Neural Network Quantum Field Theory from Transformer Architectures
Dmitry S. Ageev, Yulia A. Ageeva
TL;DR
The paper proposes a neural-network quantum-field-theory (NN-QFT) construction of Euclidean scalar fields using transformer attention heads, defining $n$-point correlators by averaging over random parameter ensembles. A single head with shared softmax weights yields non-Gaussian statistics that persist in the infinite-width limit $d_k\to\infty$, with a finite independence-breaking contribution to the connected four-point function arising as a covariance over the query--key weights; Euclidean-invariant kernels can be engineered via random-feature token embeddings. By aggregating $N_h$ independent heads with the standard $1/N_h$ variance normalization, connected non-Gaussian correlators are suppressed as $\mathcal{O}(1/N_h)$ and vanish as $N_h\to\infty$, yielding a Gaussian NN-QFT in the large-head limit.

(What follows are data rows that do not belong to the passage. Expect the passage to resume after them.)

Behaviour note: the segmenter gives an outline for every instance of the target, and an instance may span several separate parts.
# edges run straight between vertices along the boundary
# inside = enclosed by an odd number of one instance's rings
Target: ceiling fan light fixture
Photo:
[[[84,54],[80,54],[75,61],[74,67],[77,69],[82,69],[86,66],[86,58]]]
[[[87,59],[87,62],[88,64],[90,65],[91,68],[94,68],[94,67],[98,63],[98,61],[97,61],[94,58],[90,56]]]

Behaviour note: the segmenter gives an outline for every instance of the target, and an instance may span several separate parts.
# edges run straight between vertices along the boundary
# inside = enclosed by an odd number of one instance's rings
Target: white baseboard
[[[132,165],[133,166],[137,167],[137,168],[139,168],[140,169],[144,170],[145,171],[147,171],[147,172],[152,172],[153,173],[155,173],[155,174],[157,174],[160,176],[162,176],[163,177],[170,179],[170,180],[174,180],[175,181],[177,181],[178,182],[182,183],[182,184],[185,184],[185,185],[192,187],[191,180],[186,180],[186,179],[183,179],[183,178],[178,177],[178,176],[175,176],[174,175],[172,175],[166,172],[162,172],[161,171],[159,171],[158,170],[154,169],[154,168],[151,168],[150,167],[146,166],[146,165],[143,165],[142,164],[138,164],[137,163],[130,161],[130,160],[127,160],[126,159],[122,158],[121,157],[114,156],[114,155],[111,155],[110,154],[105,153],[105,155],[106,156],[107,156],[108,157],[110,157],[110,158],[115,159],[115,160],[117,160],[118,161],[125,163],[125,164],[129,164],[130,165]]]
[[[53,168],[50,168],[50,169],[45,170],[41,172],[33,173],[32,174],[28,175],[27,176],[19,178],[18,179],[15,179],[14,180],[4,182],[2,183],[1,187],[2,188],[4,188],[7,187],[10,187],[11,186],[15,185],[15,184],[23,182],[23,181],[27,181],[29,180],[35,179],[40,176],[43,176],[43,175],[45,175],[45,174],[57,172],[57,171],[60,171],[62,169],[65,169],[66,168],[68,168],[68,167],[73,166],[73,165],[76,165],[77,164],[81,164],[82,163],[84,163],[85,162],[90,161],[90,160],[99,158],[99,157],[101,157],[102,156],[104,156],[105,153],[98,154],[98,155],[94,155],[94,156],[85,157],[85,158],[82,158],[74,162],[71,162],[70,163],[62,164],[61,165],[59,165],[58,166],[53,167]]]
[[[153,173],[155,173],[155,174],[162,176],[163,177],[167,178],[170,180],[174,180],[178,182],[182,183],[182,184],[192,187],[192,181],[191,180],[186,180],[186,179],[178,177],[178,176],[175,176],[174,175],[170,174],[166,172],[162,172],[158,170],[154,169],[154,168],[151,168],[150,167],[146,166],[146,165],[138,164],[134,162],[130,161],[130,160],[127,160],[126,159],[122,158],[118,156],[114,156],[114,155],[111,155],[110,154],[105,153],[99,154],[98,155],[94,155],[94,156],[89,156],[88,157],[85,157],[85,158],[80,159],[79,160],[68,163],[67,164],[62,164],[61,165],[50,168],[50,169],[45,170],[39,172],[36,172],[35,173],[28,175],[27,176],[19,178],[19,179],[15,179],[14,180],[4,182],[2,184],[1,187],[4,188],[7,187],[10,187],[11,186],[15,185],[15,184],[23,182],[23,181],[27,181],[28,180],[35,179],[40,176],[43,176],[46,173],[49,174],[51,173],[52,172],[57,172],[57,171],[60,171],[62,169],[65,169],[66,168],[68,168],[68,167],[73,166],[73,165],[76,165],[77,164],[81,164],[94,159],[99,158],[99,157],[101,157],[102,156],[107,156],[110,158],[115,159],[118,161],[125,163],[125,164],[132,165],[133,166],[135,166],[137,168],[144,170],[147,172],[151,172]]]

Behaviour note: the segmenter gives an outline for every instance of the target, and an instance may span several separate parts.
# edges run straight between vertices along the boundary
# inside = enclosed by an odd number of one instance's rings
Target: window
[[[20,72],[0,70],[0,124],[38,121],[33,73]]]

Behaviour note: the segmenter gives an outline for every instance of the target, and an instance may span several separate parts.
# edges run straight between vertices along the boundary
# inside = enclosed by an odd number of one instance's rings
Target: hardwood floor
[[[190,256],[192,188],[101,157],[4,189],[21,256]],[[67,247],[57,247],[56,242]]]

This work links transformer architectures to QFT-like behavior, showing how non-Gaussianity can appear at the single-head level and be washed out by multi-head averaging, with potential for constructing interacting actions within the NN-QFT framework.
Abstract
We propose a neural-network construction of Euclidean scalar quantum field theories from transformer attention heads, defining $n$-point correlators by averaging over random network parameters in the NN-QFT framework. For a single attention head, shared random softmax weights couple different width coordinates and induce non-Gaussian field statistics that persist in the infinite-width limit $d_k\to\infty$. We compute the two-point function in an attention-weight representation and show how Euclidean-invariant kernels can be engineered via random-feature token embeddings. We then analyze the connected four-point function and identify an "independence-breaking" contribution, expressible as a covariance over query-key weights, which remains finite at infinite width. Finally, we show that summing many independent heads with standard $1/N_h$ normalization suppresses connected non-Gaussian correlators as $1/N_h$, yielding a Gaussian NN-QFT in the large-head limit.